Elle précise à cet égard, s'agissant du c) du 2° de l'article L311-5, que, par une décision n° 463834 du 15 mars 2023, le Conseil d’État a jugé qu'il appartient à l'administration d’apprécier de façon objective et quels que soient les motifs pour lesquels le demandeur sollicite la communication d’un document administratif, si, eu égard au contenu de celui-ci et aux utilisations que pourrait en faire toute personne susceptible de le demander, cette communication porterait atteinte à la conduite de la politique extérieure. Elle considère que relèvent du secret de la conduite de la politique extérieure de la France les correspondances échangées avec un autre État (avis n° 19971796 du 29 mai 1996, n° 20040964 du 4 mars 2004 et n° 20160280 du 3 mars 2016), les documents retraçant les négociations diplomatiques (avis n° 20072905 du 26 juillet 2007) ainsi que les documents portant une appréciation sur les autorités étrangères et la conduite de leur politique ou révélant une prise de position des autorités françaises dans le cadre de relations diplomatiques (avis n° 20170055 du 6 avril 2017 relatif au Parlement de la communauté autonome de Catalogne). Elle ajoute que, dans la décision précitée, le Conseil d’État a précisé que la circonstance qu’un document ne contient pas d’informations traitant de la conduite de la politique extérieure de la France ne permet pas, à elle seule, d’écarter le risque d’atteinte à cet intérêt.

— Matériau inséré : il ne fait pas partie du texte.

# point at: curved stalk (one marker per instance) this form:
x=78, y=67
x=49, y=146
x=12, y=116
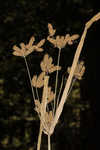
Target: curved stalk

Elle précise également, s'agissant du d) du 2° de l'article L311-5, que l’atteinte à la sécurité publique ou à la sécurité des personnes ne se présume pas et doit être établie au regard du contenu du document et des conséquences susceptibles de s'attacher à sa divulgation.
Ce risque peut provenir de circonstances étrangères au document lui-même, comme le comportement agressif du demandeur (CE 12 juillet 1995, n°147200 ; CE 23 déc. 1994, n°123253 ; CE 29 mars 1993, n°105129) ou l’utilisation malveillante qui pourrait en être faite (avis n°20072710 du 26 juillet 2007). Elle précise toutefois que les conséquences susceptibles de s'attacher à la divulgation d’un document doivent être suffisamment manifestes ou clairement établies pour qu’elles y fassent obstacle (comp. CE 22 févr. 2013, n°s 337987 et 337988, Lebon T.).
Elle précise, enfin, s'agissant du 1° de l'article L311-6, que le secret des affaires comprend le secret des procédés, des informations économiques et financières et des stratégies commerciales ou industrielles. Il s’apprécie en tenant compte, le cas échéant, du fait que la mission de service public est soumise à la concurrence, et eu égard à la définition donnée à l’article L151-1 du code de commerce.
Elle émet donc, sous ces réserves, un avis favorable à la demande.